A relatively small difference, but I think the percentage action, but others may differ.

Of course, if partner opened with 2 of a major in the 4th seat and I held four small in his major with a singleton in the other major and
d. AJxxxx, c. Ax it would not take me long before just jumping to game. Of course it may go down but experience tells me to just blast and take one’s chances: my guess (65% of the time, a make).

BTW. I think your system, although just the skeleton of it that you presented, is a winning one. Good luck!

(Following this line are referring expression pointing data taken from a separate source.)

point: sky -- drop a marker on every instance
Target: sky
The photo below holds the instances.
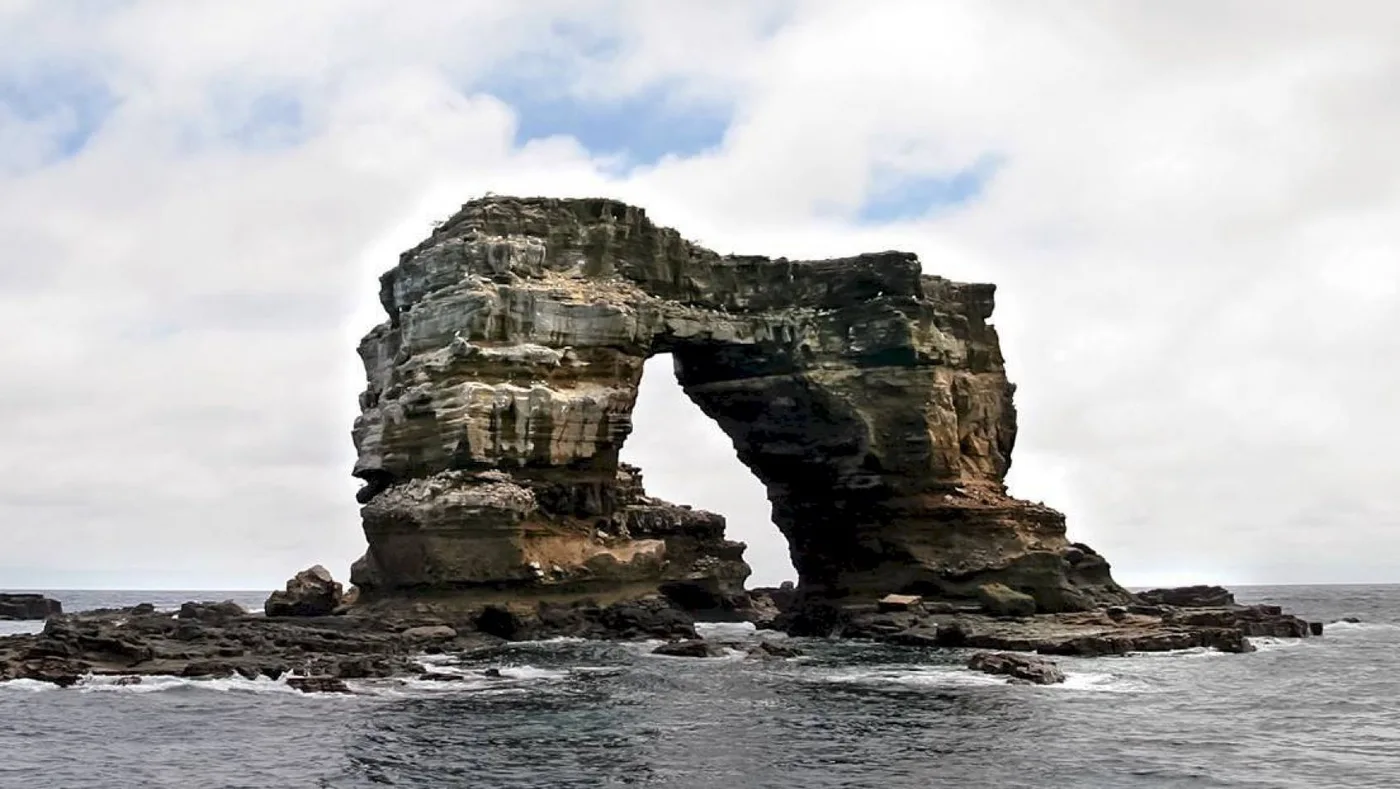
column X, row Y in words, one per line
column 1192, row 211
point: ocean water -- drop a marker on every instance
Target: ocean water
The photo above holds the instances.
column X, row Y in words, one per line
column 1320, row 712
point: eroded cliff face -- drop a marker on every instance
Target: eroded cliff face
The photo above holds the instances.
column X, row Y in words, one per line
column 868, row 397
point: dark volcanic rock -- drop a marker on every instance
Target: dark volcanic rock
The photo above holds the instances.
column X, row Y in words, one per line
column 318, row 684
column 1001, row 600
column 1189, row 596
column 774, row 649
column 693, row 648
column 14, row 606
column 1036, row 670
column 870, row 397
column 210, row 612
column 310, row 593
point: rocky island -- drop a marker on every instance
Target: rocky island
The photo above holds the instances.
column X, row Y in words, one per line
column 867, row 396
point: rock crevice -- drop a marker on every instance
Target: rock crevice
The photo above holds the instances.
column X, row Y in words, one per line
column 868, row 397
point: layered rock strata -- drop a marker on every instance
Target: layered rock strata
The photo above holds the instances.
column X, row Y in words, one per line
column 868, row 397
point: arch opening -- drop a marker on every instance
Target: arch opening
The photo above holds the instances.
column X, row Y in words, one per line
column 688, row 458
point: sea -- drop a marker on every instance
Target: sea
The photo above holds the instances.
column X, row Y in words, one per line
column 1319, row 712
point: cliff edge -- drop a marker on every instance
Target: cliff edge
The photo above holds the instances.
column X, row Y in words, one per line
column 868, row 397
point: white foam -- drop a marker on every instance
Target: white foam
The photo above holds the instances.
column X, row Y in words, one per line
column 23, row 627
column 531, row 673
column 940, row 676
column 27, row 686
column 1269, row 644
column 1357, row 627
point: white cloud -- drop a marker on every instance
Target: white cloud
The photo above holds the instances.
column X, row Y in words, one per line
column 1192, row 227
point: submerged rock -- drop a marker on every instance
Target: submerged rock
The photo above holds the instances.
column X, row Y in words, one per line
column 318, row 684
column 870, row 397
column 1036, row 670
column 774, row 649
column 692, row 648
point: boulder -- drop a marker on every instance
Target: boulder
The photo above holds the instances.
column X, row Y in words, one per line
column 1036, row 670
column 900, row 603
column 1001, row 600
column 690, row 648
column 310, row 593
column 212, row 612
column 25, row 606
column 318, row 684
column 429, row 633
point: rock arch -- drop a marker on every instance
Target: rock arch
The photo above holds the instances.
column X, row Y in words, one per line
column 870, row 399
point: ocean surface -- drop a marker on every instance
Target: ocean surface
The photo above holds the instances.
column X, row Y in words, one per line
column 1322, row 712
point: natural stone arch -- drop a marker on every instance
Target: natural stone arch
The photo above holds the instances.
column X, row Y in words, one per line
column 870, row 399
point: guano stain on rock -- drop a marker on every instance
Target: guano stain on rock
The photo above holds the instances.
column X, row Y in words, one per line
column 868, row 397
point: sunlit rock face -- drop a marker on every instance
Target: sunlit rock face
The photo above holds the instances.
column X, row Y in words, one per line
column 868, row 397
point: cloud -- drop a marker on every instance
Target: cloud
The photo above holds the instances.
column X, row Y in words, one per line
column 1189, row 210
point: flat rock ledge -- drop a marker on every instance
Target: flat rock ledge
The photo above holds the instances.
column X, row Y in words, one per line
column 1085, row 634
column 1022, row 669
column 319, row 652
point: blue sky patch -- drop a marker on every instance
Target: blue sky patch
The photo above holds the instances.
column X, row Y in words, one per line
column 70, row 100
column 641, row 129
column 899, row 196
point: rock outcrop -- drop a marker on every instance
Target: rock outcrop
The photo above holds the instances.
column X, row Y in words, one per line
column 310, row 593
column 28, row 606
column 1019, row 667
column 868, row 397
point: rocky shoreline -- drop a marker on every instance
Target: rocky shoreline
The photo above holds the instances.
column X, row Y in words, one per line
column 871, row 400
column 332, row 641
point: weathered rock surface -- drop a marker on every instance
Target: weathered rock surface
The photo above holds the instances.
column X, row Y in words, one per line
column 1001, row 600
column 310, row 593
column 1035, row 670
column 692, row 648
column 868, row 397
column 1189, row 596
column 213, row 640
column 24, row 606
column 1087, row 634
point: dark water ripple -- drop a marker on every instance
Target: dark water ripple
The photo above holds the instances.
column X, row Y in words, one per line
column 1313, row 714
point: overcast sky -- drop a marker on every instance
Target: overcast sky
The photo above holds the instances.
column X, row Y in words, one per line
column 1192, row 210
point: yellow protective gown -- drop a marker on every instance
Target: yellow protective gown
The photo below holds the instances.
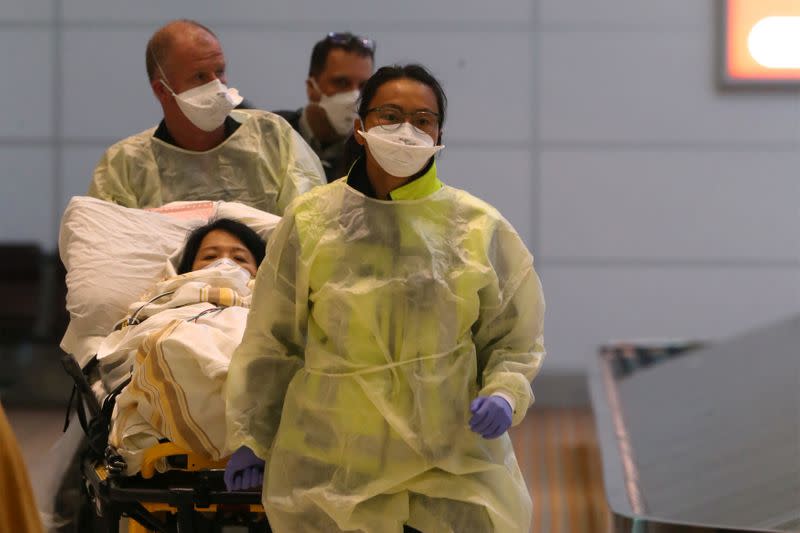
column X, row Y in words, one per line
column 373, row 325
column 264, row 164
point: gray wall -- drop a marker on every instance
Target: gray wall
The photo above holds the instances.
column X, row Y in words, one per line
column 656, row 205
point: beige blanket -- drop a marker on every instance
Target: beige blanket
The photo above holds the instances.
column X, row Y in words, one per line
column 176, row 345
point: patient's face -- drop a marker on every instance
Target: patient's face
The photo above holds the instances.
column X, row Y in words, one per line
column 219, row 244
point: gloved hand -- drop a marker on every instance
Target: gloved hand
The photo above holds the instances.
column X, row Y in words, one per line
column 244, row 470
column 491, row 416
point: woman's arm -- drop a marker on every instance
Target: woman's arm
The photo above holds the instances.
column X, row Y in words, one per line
column 508, row 334
column 273, row 345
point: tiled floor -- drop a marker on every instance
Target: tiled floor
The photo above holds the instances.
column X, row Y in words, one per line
column 556, row 449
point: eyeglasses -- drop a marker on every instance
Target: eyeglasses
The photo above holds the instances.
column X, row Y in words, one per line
column 349, row 39
column 390, row 118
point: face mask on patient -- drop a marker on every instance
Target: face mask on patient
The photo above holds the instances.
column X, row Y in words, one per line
column 220, row 248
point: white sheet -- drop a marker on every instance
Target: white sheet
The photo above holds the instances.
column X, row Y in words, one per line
column 179, row 367
column 113, row 254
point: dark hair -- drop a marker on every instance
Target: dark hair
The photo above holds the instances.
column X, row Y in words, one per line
column 343, row 41
column 160, row 44
column 244, row 233
column 354, row 151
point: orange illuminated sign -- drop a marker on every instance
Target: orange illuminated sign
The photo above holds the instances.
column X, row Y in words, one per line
column 761, row 41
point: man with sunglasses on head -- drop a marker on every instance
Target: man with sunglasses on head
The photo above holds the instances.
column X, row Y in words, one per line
column 340, row 65
column 204, row 149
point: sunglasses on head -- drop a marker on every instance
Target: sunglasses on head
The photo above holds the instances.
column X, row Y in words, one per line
column 348, row 39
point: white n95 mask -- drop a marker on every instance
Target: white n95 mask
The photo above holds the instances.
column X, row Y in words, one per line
column 207, row 106
column 229, row 266
column 340, row 108
column 401, row 152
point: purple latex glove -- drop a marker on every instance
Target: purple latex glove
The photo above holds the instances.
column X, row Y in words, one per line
column 244, row 470
column 491, row 416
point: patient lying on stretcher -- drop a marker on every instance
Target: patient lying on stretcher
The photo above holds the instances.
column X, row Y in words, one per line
column 178, row 341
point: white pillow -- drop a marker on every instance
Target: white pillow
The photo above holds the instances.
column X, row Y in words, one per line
column 113, row 254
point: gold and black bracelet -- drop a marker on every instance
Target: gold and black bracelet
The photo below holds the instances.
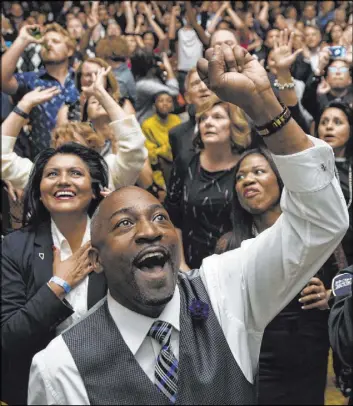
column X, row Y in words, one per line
column 276, row 124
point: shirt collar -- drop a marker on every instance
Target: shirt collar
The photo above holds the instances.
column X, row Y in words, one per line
column 43, row 72
column 59, row 239
column 134, row 326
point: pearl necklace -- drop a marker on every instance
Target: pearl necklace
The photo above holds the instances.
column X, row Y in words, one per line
column 350, row 184
column 254, row 231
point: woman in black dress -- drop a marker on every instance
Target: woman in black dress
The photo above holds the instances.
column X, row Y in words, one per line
column 202, row 182
column 295, row 345
column 335, row 126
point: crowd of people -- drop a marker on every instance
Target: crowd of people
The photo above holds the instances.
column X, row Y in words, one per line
column 237, row 118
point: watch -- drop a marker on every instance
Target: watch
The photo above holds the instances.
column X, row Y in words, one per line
column 58, row 281
column 20, row 112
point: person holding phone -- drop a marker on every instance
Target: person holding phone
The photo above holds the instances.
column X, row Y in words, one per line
column 57, row 48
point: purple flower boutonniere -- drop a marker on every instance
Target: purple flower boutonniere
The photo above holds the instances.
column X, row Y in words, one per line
column 199, row 310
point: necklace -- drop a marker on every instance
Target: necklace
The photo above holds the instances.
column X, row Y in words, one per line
column 350, row 184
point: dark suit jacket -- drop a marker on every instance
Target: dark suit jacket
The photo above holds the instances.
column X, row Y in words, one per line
column 181, row 136
column 30, row 311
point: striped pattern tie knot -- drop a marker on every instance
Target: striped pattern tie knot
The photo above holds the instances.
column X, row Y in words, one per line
column 166, row 370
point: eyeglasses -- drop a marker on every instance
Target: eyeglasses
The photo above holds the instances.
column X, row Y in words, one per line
column 335, row 69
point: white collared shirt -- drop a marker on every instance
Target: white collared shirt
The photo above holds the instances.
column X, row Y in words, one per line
column 134, row 328
column 78, row 295
column 247, row 287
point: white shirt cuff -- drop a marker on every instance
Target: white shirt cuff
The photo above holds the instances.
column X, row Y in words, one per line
column 8, row 144
column 309, row 170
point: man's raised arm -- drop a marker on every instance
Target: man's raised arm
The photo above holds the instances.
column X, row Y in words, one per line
column 259, row 279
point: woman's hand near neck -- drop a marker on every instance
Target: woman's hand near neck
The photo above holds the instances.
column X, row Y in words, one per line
column 72, row 227
column 268, row 218
column 218, row 157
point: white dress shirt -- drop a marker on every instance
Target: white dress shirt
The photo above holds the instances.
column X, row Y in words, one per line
column 78, row 295
column 124, row 166
column 247, row 287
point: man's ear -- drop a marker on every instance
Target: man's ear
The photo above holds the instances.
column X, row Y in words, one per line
column 93, row 255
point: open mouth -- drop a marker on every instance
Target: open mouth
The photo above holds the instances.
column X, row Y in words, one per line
column 152, row 260
column 248, row 193
column 64, row 195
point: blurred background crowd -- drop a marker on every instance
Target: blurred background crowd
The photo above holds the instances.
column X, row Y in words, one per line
column 72, row 68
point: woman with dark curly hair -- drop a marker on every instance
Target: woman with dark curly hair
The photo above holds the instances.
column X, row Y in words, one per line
column 335, row 126
column 295, row 344
column 47, row 279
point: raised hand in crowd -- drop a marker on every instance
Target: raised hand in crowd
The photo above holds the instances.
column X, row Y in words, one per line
column 315, row 295
column 323, row 87
column 15, row 194
column 92, row 19
column 235, row 76
column 238, row 78
column 98, row 84
column 26, row 36
column 282, row 53
column 38, row 96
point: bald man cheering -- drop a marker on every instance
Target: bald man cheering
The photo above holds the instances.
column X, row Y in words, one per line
column 162, row 336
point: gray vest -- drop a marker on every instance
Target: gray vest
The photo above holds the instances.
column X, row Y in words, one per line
column 208, row 373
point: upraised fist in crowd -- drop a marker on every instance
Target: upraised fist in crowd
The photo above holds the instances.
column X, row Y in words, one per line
column 282, row 53
column 234, row 75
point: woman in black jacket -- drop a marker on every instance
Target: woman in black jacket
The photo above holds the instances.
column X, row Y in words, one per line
column 63, row 191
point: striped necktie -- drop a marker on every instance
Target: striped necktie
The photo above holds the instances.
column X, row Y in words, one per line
column 166, row 370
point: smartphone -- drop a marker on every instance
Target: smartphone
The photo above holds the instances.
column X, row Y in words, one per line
column 35, row 32
column 337, row 52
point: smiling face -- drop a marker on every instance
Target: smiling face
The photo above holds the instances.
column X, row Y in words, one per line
column 74, row 28
column 164, row 105
column 56, row 50
column 137, row 246
column 256, row 185
column 334, row 129
column 338, row 76
column 214, row 126
column 66, row 186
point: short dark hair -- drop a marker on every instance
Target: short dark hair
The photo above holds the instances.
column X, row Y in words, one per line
column 241, row 219
column 348, row 111
column 34, row 212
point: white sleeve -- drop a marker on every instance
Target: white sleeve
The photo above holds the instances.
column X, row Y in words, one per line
column 126, row 165
column 249, row 286
column 54, row 378
column 13, row 167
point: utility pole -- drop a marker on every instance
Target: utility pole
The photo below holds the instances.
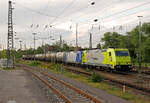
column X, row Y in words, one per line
column 10, row 42
column 20, row 44
column 34, row 44
column 76, row 35
column 90, row 44
column 139, row 45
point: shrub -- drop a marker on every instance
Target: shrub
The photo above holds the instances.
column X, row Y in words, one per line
column 96, row 77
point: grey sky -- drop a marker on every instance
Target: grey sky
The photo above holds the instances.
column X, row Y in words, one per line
column 63, row 16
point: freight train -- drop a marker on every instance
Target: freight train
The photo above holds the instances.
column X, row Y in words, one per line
column 106, row 59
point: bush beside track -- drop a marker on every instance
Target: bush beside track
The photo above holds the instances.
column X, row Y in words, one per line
column 104, row 86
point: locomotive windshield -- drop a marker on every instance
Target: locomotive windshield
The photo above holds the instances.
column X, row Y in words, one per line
column 121, row 53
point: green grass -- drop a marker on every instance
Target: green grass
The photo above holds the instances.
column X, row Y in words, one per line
column 143, row 64
column 56, row 68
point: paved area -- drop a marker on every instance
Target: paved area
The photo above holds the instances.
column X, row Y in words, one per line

SlarOctober 29th, 2018 at 4:17 am

Mr. Wolff,
I don’t dispute anything in this week’s letter, but I did want to bring up something that gets missed far too often by non-experts. My understanding is that when playing “normal” inverted minors, opener must jump to 3NT after an inverted single raise with the 18-19 hand. Since a slam often hangs in the balance, getting this wrong can be painful (and has been for me more than once).

bobbywolffOctober 29th, 2018 at 2:12 pm

Hi Slar,

While certainly not disagreeing with your suggestion, my only addition is to remind aspiring partnerships to discuss your subject directly and then decide on how to immediately handle those 18-19 point hands once an inverted minor has been bid.

From that thought, intellectual approach, can and often will allow both partners to share the problem, discuss, and if necessary, exchange ideas, until all possible bidding sequences are well enough covered to then allow a decision on how to handle the problem you mention.

IOW, by merely addressing the problem together, both partners may contribute to the solution, allowing mutual agreement, and just as important a solid basis for not forgetting, BTW, and if not addressed, perhaps the most common cause for a bidding disaster.

Thanks to you and your comment, perhaps at least some of the readers will benefit from your subject. Result will be a general plus for your bridge reputation, except, of course, if you happen to play against a partnership which you inspired.

Such is the minus, but what the heck?